Barcodes present in BCstats.txt, but not in final result. #305

Closed diyang1354 closed 2 years ago

diyang1354 commented 2 years ago

Hi, When I use barcode whitelist+auto intersection to keep the wanted barcode, one barcode with over 20000 reads got filtered out someway. My library structure is 8bp barcode + 8bp UMI, and the missing barcode is ’CAGCGTTA‘. The reads containing this barcode do present in the fastq file: image Here is my barcode and yaml file: 2349-plate1.BCstats.txt 2349-plate1kept_barcodes.txt barcode_tang.txt 2349-plate1.yaml.txt I would be grateful if you can help me out.

Best regards

cziegenhain commented 2 years ago

Hi,

Sorry for the slow reply - I missed this post. Depending on the number of total barcodes, their read numbers and the amount of 'noisy' reads in the mix, the automatic cutoff could miss such a barcode.

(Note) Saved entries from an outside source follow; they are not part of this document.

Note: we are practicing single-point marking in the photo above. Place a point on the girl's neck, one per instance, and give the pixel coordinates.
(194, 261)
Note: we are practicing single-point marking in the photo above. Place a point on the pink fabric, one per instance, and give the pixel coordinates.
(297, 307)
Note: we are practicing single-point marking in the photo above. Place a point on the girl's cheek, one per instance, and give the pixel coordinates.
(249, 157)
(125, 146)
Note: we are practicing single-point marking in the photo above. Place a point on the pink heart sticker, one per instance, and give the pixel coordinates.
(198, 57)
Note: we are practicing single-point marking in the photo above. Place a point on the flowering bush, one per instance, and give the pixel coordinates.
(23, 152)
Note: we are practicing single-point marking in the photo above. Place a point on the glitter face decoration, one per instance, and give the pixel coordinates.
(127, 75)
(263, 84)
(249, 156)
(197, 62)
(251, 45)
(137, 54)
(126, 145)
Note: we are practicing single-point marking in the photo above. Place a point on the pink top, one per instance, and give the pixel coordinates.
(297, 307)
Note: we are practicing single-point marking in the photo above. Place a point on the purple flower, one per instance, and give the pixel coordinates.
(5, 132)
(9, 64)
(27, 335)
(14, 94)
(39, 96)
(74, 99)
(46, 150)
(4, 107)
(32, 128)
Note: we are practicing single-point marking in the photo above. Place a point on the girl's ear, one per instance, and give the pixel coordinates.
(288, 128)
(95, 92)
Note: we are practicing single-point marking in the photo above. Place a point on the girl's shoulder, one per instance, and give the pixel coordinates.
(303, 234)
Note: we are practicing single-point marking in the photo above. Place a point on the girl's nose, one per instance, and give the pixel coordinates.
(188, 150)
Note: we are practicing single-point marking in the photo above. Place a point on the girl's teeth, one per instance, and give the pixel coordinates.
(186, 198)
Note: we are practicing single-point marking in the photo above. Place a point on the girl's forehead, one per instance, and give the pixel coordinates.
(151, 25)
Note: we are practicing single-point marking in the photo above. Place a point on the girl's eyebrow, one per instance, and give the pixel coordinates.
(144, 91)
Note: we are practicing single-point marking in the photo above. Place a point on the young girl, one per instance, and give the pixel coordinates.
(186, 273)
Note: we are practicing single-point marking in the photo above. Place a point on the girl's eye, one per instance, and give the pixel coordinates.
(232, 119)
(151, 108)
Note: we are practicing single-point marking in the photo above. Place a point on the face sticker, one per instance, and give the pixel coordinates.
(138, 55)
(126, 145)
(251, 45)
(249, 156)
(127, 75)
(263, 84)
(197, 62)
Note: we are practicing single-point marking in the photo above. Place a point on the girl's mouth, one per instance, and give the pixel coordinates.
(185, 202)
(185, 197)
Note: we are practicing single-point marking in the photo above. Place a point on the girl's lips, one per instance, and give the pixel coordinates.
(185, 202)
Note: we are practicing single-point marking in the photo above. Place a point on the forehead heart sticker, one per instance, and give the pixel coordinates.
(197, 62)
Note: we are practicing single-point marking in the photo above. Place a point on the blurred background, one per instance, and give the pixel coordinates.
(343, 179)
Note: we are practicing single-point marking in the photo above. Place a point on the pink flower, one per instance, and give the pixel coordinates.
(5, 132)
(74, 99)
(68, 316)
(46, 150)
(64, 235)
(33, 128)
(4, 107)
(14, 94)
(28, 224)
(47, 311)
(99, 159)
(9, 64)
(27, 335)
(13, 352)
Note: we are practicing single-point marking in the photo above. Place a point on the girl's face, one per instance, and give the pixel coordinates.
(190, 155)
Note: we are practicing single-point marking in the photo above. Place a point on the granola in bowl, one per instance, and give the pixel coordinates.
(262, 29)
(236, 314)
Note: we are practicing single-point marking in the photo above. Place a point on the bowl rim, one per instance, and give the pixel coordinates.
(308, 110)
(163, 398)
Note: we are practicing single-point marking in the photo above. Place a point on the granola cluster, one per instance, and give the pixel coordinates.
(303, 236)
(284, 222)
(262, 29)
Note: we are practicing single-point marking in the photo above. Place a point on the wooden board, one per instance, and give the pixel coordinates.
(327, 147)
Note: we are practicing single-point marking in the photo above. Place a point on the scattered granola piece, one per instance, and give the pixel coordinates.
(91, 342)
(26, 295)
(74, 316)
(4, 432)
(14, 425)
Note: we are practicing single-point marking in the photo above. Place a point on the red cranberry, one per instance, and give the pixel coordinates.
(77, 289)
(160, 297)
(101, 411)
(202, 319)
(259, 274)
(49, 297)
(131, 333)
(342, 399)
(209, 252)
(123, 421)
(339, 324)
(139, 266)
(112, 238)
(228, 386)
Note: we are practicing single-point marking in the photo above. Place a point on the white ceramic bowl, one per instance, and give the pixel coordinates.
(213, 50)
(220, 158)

I recommend that you set a manual threshold of minimum number of reads in a BC that you want to retain, together with the allow list but setting automatic detection off. So, for example all BCs part of the list with at least 10,000 reads:

barcodes:
  barcode_num: null
  barcode_file: Barcodes.txt
  barcode_sharing: null
  automatic: no
  BarcodeBinning: 1
  nReadsperCell: 10000
  demultiplex: no

Another side note: Depending on the sequencing quality in your reads, the quality cutoffs you have for BC and UMI filtering may be relatively strict and you could gain some retained reads by setting that more inclusive.

Best, Christoph